Influências na infância
Por ser filha de missionários no Brasil, um norte-americano casado com uma brasileira, as mudanças de cidade e estado eram comuns. “Eu morei no Rio de Janeiro, na Bahia e em Pernambuco, explica ela completando que isso contribuiu para a sua convivência com pessoas de diferentes culturas e classes sociais.
Porém, as influências dos pais iriam para além da diversidade cultural. Ambos tocavam em duas bandas, uma de country rock e outra de bluegrass. As influências musicais, aliada à diversidade cultural durante a infância, marcaram profundamente a menina que sonhava em ser cantora. Seu primeiro “álbum”, foi gravado quando ela ainda era uma criança, aos cinco anos. Nunca foi lançado oficialmente, mas ajudou a pavimentar o gosto pela música que culminaria com o CD Into the Flames, lançado já na vida adulta, em 2017. “A arte sempre fez parte de minha vida”, diz Suzy.
Aos 9 anos os pais decidiram voltar para os Estados Unidos. O casal, e os cinco filhos, residiram por 1 ano na Flórida antes de se estabelecerem em Dallas, Texas. Suzy cursou dramaturgia e filosofia na faculdade do Texas obtendo sua segunda formação em Fine Arts e teatro no último mês de julho na Carolina do Norte.

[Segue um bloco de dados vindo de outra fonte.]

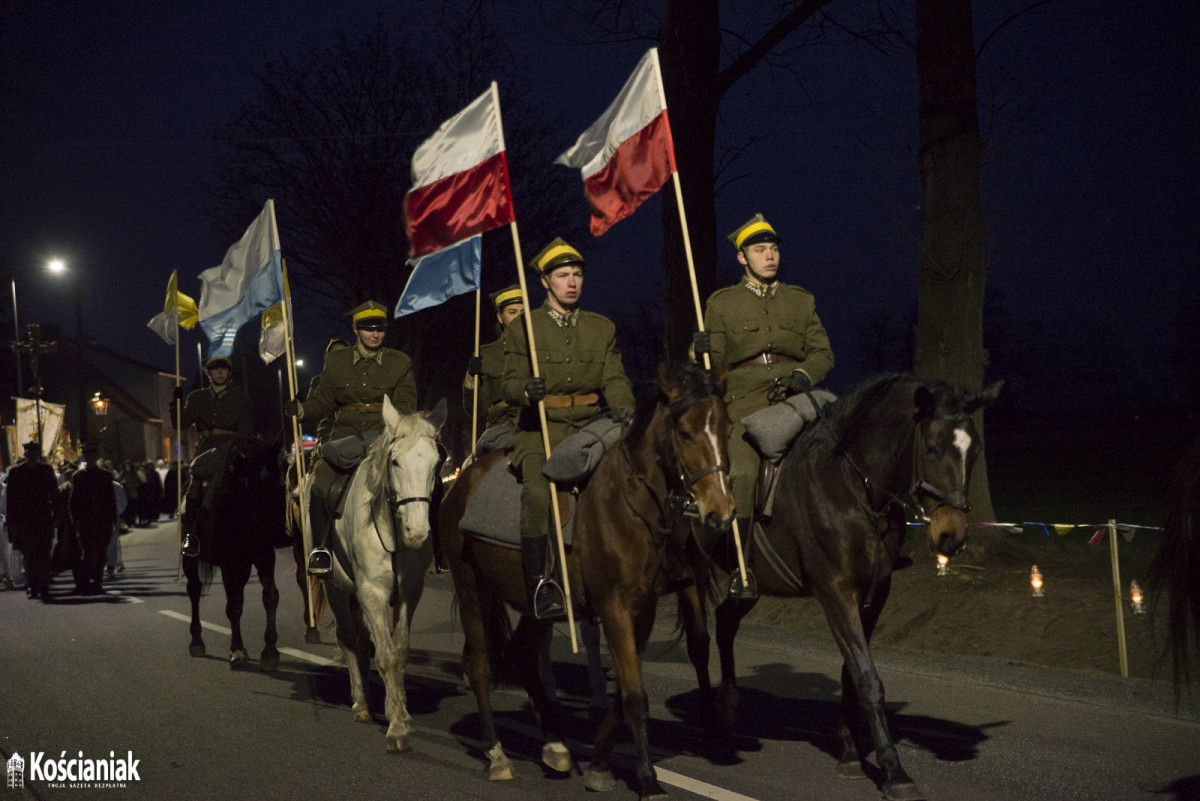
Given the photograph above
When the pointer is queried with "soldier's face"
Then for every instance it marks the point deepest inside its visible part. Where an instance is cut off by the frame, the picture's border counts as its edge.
(510, 312)
(564, 285)
(370, 339)
(761, 262)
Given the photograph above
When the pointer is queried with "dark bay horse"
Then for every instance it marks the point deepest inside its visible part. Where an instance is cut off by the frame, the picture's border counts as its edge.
(618, 565)
(238, 534)
(894, 447)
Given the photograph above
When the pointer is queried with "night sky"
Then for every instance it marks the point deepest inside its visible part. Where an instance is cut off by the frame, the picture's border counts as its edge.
(1091, 112)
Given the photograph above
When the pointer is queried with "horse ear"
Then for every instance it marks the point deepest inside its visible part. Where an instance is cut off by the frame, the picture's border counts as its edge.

Ela trabalha agora em uma nova música inspirada nos atuais movimentos do Black Lives Matter. O trabalho corre em conjunto com outra paixão de Suzy, o teatro e o cinema. “Estou escrevendo um roteiro de um filme que espero lançar em breve”, adianta ela. Apesar de ainda não ter terminado, o nome já foi escolhido, Iemanjá, outra influência da infância no Rio de Janeiro. A história da personagem principal é inspirada na vida da cantora Annita. “Trata-se de uma pessoa que teria nascido pobre e feito uma carreira fora das grandes gravadoras. A história lida também com questões raciais e imigratórias depois que a personagem se muda para Nova York” diz ela acrescentando que as filmagens devem acontecer no Rio de Janeiro.

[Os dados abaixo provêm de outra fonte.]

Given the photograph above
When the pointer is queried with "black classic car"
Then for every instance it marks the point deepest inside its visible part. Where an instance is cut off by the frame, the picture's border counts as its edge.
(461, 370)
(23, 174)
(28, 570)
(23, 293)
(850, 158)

Quanto ao fato de sempre dizer que é nascida no Brasil, Suzy não esconde o orgulho de sua origem. “Para mim, é uma parte grande de minha identidade. Foi a primeira cultura que conheci e eu tenho muito orgulho, seja da música, da culinária ou dos valores”, diz ela acrescentando que este orgulho é compartilhado pelo filho de 14 anos que, além de outras coisas, adora pão de queijo.